We quite rarely consider Clyde Choate, the 30-year veteran of the Illinois House who also won a Medal of Honor as a U.S. Army sergeant stationed in Europe during World War II, but his namesake: the Choate Mental Health and Developmental Center in his longtime home of Anna.

Much can be written about Choate himself or the history of the 1869 Anna State Asylum, but in the last year the name has come to be synonymous with abject failure of state government.

Scott T. Holland

Capitol News Illinois and Lee Enterprises Midwest worked with ProPublica on a scathing investigative report on conditions at the facility. Read it all at propublica.org/series/culture-of-cruelty, but I’ve often returned to this paragraph, written after successful Freedom of Information Act requests to access eight Department of Human Services inspector general reports:

“These newly released reports, relating to events that occurred between 2017 and last spring, come on the heels of a series of news stories documenting repeated failures at the Choate facility. In September, reporters found that the IDHS inspector general had investigated more than 1,500 reported incidents of abuse and neglect over the decade ending in 2021, though staff have rarely faced serious consequences.”

On Friday, the Illinois Department of Human Services got ahead of FOIA queries and released a new report from DHS Inspector General Peter Neumer. Along with a letter from DHS Secretary Grace Hou, the 34-page document is available at dhs.state.il.us/page.aspx?item=152646.

The report says nothing new about Choate: staff repeatedly and systematically covered up their own abuse and neglect of residents, state state is scrambling to try to make things marginally better and ultimately, per the report, “a fundamental overhaul of the system is needed to establish a new culture where the reporting of abuse is automatic and not an act of courage.”

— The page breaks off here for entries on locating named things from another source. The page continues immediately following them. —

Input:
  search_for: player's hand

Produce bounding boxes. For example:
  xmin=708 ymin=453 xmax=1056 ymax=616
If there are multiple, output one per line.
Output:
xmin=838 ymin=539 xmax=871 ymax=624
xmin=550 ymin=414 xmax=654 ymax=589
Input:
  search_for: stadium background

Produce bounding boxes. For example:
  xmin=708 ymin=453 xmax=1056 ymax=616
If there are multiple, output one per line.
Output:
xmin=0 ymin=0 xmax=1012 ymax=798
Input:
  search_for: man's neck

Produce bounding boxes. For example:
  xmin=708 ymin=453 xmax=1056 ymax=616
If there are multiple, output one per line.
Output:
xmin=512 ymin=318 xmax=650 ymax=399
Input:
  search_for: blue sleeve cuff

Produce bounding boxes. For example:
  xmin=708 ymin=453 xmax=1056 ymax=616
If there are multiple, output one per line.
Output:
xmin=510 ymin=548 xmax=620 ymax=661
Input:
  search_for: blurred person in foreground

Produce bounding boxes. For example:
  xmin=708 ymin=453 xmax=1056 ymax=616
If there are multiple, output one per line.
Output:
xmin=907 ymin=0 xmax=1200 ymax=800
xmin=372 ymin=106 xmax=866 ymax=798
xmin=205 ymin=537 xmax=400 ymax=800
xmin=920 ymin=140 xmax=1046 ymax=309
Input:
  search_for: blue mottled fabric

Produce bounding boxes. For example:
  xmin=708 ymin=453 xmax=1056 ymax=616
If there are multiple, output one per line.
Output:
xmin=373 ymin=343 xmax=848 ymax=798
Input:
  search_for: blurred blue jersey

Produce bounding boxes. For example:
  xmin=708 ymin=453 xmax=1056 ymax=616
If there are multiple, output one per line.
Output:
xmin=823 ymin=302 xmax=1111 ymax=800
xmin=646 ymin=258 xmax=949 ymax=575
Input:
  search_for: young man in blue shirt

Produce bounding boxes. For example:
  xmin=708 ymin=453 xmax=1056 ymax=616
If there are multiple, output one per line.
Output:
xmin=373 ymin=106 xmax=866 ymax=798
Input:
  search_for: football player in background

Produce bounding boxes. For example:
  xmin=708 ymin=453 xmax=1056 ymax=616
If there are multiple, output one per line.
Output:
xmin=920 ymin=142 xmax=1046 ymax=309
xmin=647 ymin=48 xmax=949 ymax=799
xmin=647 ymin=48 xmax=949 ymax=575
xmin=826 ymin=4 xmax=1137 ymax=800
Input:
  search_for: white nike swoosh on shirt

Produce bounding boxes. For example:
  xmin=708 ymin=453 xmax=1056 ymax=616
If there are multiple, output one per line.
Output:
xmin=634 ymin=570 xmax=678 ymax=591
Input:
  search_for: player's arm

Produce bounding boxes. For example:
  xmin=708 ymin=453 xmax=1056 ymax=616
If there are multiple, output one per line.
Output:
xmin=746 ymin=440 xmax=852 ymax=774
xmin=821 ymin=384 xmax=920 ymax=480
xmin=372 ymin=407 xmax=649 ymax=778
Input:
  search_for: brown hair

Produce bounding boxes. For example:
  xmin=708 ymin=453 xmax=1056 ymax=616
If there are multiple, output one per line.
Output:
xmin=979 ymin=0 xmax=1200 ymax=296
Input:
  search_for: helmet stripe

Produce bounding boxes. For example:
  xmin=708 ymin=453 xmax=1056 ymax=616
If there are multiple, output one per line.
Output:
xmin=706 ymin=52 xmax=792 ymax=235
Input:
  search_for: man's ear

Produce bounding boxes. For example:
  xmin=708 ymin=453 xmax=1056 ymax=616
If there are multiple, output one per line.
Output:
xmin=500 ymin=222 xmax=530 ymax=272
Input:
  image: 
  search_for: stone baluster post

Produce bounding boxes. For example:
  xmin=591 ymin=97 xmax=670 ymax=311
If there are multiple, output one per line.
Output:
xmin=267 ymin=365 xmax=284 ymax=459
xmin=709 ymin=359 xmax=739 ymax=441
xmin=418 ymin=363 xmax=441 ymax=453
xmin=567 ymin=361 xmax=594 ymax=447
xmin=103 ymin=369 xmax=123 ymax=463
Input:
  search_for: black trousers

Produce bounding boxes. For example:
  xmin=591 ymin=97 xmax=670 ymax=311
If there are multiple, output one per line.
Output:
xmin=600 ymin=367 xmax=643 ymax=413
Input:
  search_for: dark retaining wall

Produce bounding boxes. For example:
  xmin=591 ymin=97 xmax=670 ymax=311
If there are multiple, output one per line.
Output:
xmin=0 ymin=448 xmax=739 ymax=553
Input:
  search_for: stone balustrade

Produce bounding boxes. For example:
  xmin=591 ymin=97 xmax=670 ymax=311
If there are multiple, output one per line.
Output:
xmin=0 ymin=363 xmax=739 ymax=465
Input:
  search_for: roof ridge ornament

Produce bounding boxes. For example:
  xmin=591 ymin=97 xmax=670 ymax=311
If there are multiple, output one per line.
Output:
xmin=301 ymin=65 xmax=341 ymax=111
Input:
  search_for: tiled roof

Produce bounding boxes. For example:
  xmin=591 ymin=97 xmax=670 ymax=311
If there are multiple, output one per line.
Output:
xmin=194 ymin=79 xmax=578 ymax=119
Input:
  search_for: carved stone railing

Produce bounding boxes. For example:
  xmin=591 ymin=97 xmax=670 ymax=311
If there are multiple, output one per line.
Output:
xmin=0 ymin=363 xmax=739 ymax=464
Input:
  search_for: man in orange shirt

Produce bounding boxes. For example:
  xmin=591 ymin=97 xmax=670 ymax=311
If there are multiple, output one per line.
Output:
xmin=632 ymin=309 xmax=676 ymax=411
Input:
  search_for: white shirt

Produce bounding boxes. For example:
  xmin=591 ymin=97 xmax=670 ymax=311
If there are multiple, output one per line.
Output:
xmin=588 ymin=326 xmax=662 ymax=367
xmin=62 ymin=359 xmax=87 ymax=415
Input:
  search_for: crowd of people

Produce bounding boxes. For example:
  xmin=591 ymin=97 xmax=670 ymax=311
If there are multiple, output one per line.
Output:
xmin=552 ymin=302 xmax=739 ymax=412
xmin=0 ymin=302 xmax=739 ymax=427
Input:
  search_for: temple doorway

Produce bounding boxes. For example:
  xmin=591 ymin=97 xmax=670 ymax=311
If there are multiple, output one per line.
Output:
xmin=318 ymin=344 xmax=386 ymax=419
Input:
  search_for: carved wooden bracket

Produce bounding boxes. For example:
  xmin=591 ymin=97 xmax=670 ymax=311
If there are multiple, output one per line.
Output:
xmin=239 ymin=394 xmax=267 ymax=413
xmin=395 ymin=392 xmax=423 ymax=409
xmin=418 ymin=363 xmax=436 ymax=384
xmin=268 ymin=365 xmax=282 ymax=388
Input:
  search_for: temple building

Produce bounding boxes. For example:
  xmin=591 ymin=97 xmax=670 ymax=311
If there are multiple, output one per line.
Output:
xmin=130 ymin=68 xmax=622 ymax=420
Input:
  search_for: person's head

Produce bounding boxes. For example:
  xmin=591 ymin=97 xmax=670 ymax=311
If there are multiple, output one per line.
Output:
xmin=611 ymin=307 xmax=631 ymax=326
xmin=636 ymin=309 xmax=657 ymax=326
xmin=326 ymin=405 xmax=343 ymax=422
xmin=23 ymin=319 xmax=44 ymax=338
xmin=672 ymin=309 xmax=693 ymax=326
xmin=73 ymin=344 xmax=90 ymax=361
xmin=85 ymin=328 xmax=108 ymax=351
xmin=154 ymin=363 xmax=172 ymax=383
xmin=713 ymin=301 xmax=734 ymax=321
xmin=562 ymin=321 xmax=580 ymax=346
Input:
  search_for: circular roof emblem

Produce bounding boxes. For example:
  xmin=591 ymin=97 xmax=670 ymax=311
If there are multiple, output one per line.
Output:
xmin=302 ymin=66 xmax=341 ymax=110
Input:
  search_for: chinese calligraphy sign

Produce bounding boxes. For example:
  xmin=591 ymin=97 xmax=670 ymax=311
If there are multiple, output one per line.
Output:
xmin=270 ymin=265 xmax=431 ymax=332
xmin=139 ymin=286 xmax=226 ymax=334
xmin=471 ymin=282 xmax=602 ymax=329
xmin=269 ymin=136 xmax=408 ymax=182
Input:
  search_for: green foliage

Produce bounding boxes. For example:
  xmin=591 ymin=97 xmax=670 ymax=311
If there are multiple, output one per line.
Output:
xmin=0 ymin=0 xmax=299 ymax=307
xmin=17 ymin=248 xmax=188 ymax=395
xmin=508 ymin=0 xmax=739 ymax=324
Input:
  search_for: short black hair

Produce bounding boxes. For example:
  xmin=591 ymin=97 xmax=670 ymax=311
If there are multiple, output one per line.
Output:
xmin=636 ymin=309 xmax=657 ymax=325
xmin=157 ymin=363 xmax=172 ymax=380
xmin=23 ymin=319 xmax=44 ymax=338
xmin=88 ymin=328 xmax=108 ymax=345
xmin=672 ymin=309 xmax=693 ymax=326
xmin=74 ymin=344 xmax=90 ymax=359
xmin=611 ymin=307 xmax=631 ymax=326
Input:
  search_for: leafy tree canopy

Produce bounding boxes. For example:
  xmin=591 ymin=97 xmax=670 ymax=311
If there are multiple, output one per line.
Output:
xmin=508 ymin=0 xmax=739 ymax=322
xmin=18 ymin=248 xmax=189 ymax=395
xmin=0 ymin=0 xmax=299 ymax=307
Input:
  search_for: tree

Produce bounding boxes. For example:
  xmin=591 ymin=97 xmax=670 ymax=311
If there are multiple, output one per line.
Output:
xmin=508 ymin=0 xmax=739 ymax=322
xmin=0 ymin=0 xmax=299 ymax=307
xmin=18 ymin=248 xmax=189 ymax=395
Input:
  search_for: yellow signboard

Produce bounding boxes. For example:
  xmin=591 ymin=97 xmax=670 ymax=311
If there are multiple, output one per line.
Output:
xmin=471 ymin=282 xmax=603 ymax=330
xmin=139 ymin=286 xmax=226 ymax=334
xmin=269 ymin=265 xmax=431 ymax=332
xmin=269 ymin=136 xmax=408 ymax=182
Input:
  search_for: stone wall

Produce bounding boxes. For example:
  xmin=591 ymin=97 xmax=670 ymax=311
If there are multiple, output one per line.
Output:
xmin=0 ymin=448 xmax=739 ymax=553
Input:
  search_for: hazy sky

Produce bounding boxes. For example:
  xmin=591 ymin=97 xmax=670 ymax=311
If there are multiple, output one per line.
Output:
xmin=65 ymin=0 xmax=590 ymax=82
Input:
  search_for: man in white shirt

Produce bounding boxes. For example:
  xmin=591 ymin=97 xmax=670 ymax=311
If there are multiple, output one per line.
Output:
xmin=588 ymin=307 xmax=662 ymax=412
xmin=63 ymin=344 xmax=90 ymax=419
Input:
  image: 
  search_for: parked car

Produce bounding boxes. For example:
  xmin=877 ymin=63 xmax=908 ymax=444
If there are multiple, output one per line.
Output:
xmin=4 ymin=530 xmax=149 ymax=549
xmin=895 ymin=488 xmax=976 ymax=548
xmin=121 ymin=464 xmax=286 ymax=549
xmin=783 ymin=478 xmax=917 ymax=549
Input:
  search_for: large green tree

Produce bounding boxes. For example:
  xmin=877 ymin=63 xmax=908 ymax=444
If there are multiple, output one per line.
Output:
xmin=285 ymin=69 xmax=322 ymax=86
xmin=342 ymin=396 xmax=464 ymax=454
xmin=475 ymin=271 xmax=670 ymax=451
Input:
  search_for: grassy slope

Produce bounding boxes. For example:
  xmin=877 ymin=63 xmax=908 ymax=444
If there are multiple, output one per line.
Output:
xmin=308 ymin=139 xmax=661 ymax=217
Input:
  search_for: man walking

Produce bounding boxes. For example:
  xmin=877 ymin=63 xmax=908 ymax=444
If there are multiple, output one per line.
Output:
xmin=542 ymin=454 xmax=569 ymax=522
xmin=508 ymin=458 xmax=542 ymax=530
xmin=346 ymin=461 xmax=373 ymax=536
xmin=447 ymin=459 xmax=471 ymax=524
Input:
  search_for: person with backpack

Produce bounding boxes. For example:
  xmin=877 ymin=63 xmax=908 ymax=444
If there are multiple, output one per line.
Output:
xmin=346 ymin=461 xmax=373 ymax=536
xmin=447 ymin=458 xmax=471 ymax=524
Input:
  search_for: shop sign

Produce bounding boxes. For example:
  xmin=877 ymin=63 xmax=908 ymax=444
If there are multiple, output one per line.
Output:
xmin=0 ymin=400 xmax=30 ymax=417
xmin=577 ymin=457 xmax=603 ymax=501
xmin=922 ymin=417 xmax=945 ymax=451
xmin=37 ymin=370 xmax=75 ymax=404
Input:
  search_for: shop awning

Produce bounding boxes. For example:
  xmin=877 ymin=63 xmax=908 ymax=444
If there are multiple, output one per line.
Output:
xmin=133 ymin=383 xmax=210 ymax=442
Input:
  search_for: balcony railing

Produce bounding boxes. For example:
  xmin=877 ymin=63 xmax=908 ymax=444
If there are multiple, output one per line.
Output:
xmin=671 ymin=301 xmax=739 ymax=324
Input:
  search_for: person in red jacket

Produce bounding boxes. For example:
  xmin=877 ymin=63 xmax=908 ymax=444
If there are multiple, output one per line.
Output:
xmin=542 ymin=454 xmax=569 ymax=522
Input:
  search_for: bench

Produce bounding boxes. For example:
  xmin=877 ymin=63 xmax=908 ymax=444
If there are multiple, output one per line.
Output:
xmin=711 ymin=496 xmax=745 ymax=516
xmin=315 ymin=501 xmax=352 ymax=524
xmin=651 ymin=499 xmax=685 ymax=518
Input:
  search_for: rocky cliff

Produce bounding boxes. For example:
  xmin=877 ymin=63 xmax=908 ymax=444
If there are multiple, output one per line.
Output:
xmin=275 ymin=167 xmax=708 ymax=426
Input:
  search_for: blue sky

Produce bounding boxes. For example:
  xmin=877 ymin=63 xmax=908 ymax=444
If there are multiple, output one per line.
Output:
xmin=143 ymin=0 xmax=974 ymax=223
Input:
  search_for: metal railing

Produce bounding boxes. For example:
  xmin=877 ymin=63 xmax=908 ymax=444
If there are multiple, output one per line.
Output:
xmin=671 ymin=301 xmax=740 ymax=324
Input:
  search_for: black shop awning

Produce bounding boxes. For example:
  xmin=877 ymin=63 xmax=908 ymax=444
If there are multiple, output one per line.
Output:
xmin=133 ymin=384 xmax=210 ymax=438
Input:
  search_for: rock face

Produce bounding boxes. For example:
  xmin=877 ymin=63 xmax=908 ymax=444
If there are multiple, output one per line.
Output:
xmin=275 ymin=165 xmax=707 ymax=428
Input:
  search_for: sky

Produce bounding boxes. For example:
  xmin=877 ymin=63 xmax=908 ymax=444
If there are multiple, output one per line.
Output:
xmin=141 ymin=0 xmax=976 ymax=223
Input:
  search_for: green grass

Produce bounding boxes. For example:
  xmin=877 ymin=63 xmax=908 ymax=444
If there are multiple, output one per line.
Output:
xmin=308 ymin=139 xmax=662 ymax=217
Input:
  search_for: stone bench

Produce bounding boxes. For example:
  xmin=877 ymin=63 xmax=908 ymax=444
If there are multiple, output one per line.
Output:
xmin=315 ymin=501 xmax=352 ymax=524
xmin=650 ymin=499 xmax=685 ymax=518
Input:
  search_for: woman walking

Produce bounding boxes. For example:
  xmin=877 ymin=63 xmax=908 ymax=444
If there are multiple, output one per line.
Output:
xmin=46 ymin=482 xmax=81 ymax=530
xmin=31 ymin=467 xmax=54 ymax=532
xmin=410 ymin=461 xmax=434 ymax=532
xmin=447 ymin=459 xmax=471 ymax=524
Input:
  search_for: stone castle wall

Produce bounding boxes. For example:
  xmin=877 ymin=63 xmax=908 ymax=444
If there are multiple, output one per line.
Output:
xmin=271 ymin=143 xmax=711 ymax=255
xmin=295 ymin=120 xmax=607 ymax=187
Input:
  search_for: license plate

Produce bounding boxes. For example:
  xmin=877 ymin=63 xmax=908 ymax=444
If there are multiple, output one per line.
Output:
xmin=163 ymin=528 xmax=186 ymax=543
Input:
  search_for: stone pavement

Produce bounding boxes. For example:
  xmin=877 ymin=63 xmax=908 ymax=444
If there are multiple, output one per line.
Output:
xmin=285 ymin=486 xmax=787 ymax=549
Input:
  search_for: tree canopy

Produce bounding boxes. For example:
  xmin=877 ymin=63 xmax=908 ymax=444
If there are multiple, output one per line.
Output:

Enacting a zero-tolerance policy for abusing residents shouldn’t be controversial, but apparently we must first clear lower bars.

Unfortunately, the takeaways from Friday are much more broad and less impactful on the people actually suffering in Anna. That DHS made the report so easily accessible is commendable but is more accurately another example of something that simply ought to be standard procedure. Not just at DHS, but at every state agency.

Pulling that thread yields another lesson: administrators in every corner of state government should read the Choate report to identify possible commonalities with their own agencies. What are the systemic vulnerabilities and potential solutions?

It’s too late to fix some of the damage inflicted on Choate residents, but there’s always time to build a safer state.